In the hypothetical case of a tetraploid derived from a cross of a peonin-bearing R. rugosa X pelargonidin-bearing Paul Crampel, our plant would carry two copies of the pelargonidin-allowing gene in the AA chromosomes, and two copies of the peonin-producing gene in the CC chromosomes.

Any seedling that produced an excess of peonin would probably also be deficient in certain genes normally carried in the A-chromosome, while having extra copies of the genes located near the peonin-gene. And any seedling with an excess of pelargonidin, on the other hand, will have extra A-genes and a deficiency of C-genes.

The solution to the deficiency problem will be to backcross to plants with the "normal" chromosomes and hope for further crossovers that will restore the missing genes.

The pattern of quadrivalent segregation is more complex and interesting than the simple Mendelian inheritance of diploids. This is possible because all the chromosomes are duplicated at meiosis, allowing a gamete to carry two copies of a gene even though the parent plant has only one. In the extreme case, a plant with one copy of a gene can produce a self-seedling with 4 copies.
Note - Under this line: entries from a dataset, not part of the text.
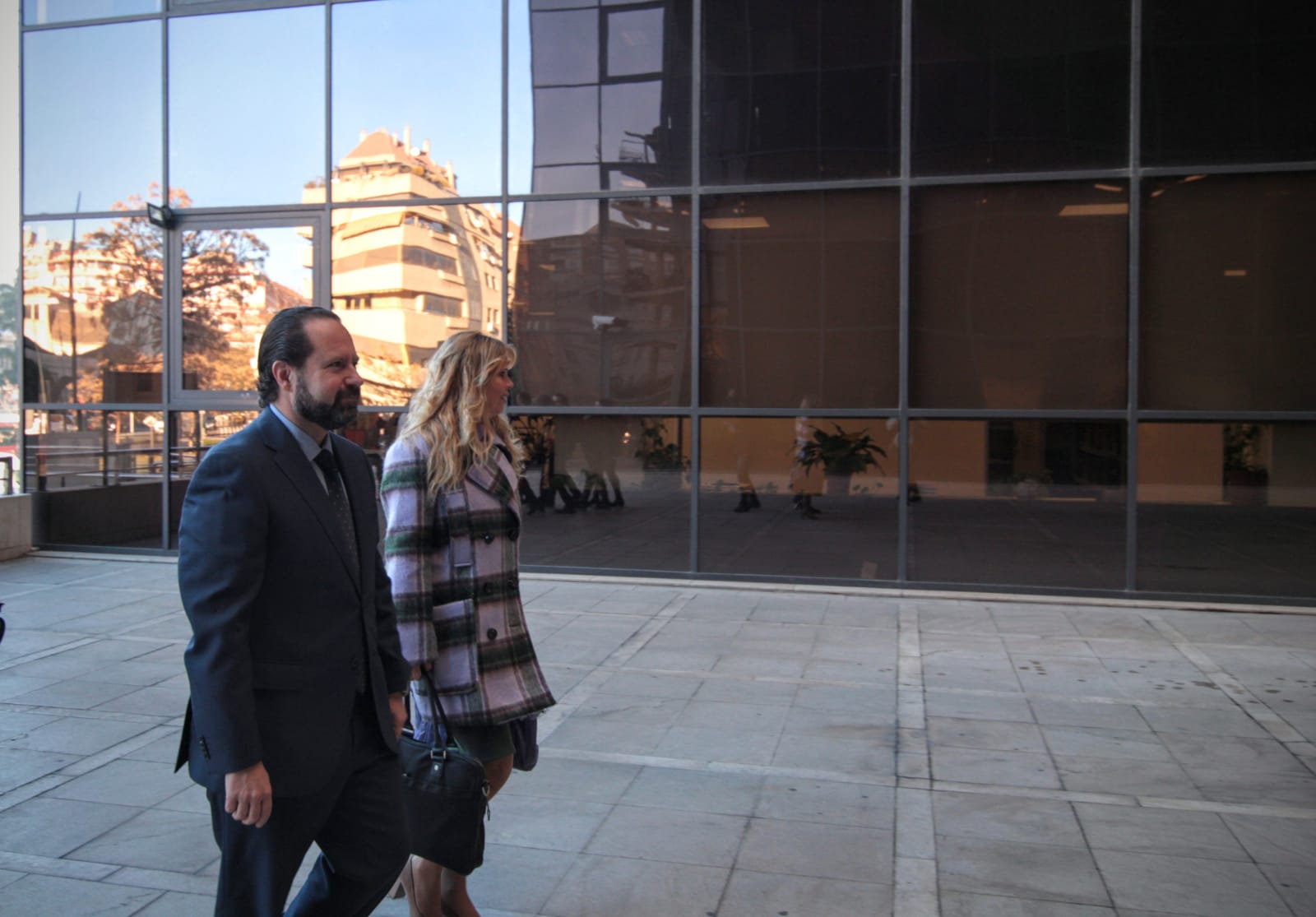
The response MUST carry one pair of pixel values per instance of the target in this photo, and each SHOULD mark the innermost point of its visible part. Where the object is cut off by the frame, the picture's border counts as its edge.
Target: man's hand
(399, 710)
(248, 795)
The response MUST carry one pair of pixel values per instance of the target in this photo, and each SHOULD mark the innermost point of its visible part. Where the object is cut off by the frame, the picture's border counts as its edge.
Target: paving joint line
(915, 842)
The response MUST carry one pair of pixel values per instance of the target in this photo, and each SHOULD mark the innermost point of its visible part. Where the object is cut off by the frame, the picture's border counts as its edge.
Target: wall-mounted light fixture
(161, 215)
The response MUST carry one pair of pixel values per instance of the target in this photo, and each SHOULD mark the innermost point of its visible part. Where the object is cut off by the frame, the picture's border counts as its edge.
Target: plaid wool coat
(453, 563)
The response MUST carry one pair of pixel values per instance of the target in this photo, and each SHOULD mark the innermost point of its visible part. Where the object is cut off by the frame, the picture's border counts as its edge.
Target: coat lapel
(293, 462)
(495, 479)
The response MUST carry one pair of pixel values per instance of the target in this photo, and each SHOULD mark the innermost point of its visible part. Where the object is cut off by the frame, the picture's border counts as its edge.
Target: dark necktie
(339, 500)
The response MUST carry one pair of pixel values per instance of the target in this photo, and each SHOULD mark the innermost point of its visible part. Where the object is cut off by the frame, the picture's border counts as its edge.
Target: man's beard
(322, 415)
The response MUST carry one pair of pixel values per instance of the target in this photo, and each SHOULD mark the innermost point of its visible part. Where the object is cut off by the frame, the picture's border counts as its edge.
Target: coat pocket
(278, 677)
(456, 638)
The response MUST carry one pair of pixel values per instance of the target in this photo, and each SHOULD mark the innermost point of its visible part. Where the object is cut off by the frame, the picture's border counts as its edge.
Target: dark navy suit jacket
(283, 624)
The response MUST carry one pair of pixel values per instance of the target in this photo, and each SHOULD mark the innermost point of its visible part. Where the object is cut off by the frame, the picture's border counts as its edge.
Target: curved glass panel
(41, 12)
(799, 496)
(438, 123)
(408, 278)
(234, 280)
(1227, 313)
(98, 86)
(1019, 296)
(95, 476)
(1017, 502)
(1020, 85)
(800, 302)
(605, 491)
(91, 303)
(798, 90)
(1227, 508)
(599, 98)
(1227, 81)
(600, 309)
(227, 120)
In this example the plant carries one copy of a gene which confers glossy leaves, and three for dull leaves: G1,g2,g3,g4. At meiosis each is duplicated giving G1,g2,g3,g4,G1,g2,g3,g4. Since these 8 genes segregate randomly, it is possible for a gamete to carry both copies of G1.

G1 g2 g2 g3 g3 g4 g4
G1 G1G1 G1g2 G1g2 G1g3 G1g3 G1g4 G1g4
G1 G1g2 G1g2 G1g3 G1g3 G1g4 G1g4
g2 g2g2 g2g3 g2g3 g2g4 g2g4
g2 g2g3 g2g3 g2g4 g2g4
g3 g3g3 g3g4 g3g4
g3 g3g4 g3g4
g4 g4g4

"Sumarizing all the gametes having dominant G or GG and those lacking it, we have 1 GG plus 12 Gg or 13 G-bearing gametes to 15 gg gametes. Accordingly, on crossing a glossy plant of the above genetic constitution to dull, gggg, which forms only gg gametes, we expect to get a ratio of 15 dull to 12 glossy to 1 very glossy." Lammerts, Scientific Breeding.